Kaufmann Görse überreicht Spende an Friedenauer Institutionen

Eva Liebchen (links) von der Aktion "Wundertüte" und Magrit Knapp (rechts) vom Verein "Wir Berlin" bei der symbolischen Übergabe der Spende von Dagmar und Peter Görse und ihren Mitarbeiterinnen. (Foto: KEN)

Friedenau. Edeka in der Fregestraße schließt am 21. Februar, um drei Wochen später unter neuer Führung wieder zu eröffnen. Zum Abschied haben Peter Görse und seine Frau Dagmar der AWO Friedenau, dem Verein "Wir Berlin" und der Stechlinsee-Grundschule insgesamt 700 Euro überreicht.

"Das Geld ist gut angelegt", sagt Peter Görse über die Empfänger. 250 Euro erhält die AWO für ihre 2008 ins Leben gerufene Hilfsaktion "Wundertüte". Damit hilft der Wohlfahrtsverband benachteiligten Schulkindern bei der Anschaffung von Lernmitteln wie beispielsweise Wörterbüchern, Buntstiften, Heften oder Turnschuhen oder mit der Finanzierung von Ausflügen, Nachhilfeunterricht und Schulessen.
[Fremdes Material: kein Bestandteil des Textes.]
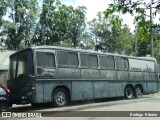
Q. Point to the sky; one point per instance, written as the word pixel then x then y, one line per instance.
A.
pixel 94 6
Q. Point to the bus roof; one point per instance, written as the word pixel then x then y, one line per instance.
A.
pixel 84 51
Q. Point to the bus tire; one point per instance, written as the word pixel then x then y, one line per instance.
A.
pixel 138 92
pixel 60 97
pixel 128 92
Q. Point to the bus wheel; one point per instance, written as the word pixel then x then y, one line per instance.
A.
pixel 138 92
pixel 128 92
pixel 60 97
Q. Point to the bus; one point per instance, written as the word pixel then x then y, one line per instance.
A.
pixel 58 75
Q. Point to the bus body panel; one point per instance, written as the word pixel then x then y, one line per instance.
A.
pixel 81 80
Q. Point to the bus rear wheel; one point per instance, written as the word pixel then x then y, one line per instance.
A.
pixel 60 97
pixel 138 92
pixel 128 92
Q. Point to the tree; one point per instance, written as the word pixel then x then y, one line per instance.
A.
pixel 60 24
pixel 22 15
pixel 111 35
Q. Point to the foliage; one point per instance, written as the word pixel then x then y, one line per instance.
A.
pixel 18 29
pixel 143 27
pixel 59 24
pixel 111 35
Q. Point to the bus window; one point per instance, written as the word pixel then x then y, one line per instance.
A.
pixel 50 60
pixel 93 62
pixel 62 58
pixel 72 59
pixel 45 63
pixel 12 67
pixel 106 62
pixel 22 64
pixel 125 64
pixel 119 63
pixel 103 62
pixel 84 60
pixel 41 62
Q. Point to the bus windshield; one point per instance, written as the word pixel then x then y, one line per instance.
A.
pixel 21 64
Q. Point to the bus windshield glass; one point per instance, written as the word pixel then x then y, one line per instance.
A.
pixel 20 64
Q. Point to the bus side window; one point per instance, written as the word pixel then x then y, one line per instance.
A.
pixel 45 63
pixel 110 62
pixel 119 63
pixel 125 64
pixel 84 60
pixel 73 59
pixel 93 61
pixel 103 62
pixel 62 58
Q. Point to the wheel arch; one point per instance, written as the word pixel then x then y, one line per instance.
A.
pixel 139 85
pixel 64 87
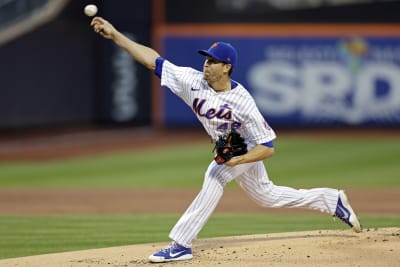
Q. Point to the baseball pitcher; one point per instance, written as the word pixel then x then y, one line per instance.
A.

Dieselbe Summe durfte die musisch orientierte Stechlinsee-Grundschule in der Rheingaustraße in Empfang nehmen. Über 200 Euro freut sich Magrit Knapp, die stellvertretende Vorsitzende des Vereins "Wir Berlin", der für mehr Sauberkeit in der Metropole wirbt. "Die Spende ist ein symbolisches Dankeschön an die Kunden und Nachbarn", so Peter und Dagmar Görse.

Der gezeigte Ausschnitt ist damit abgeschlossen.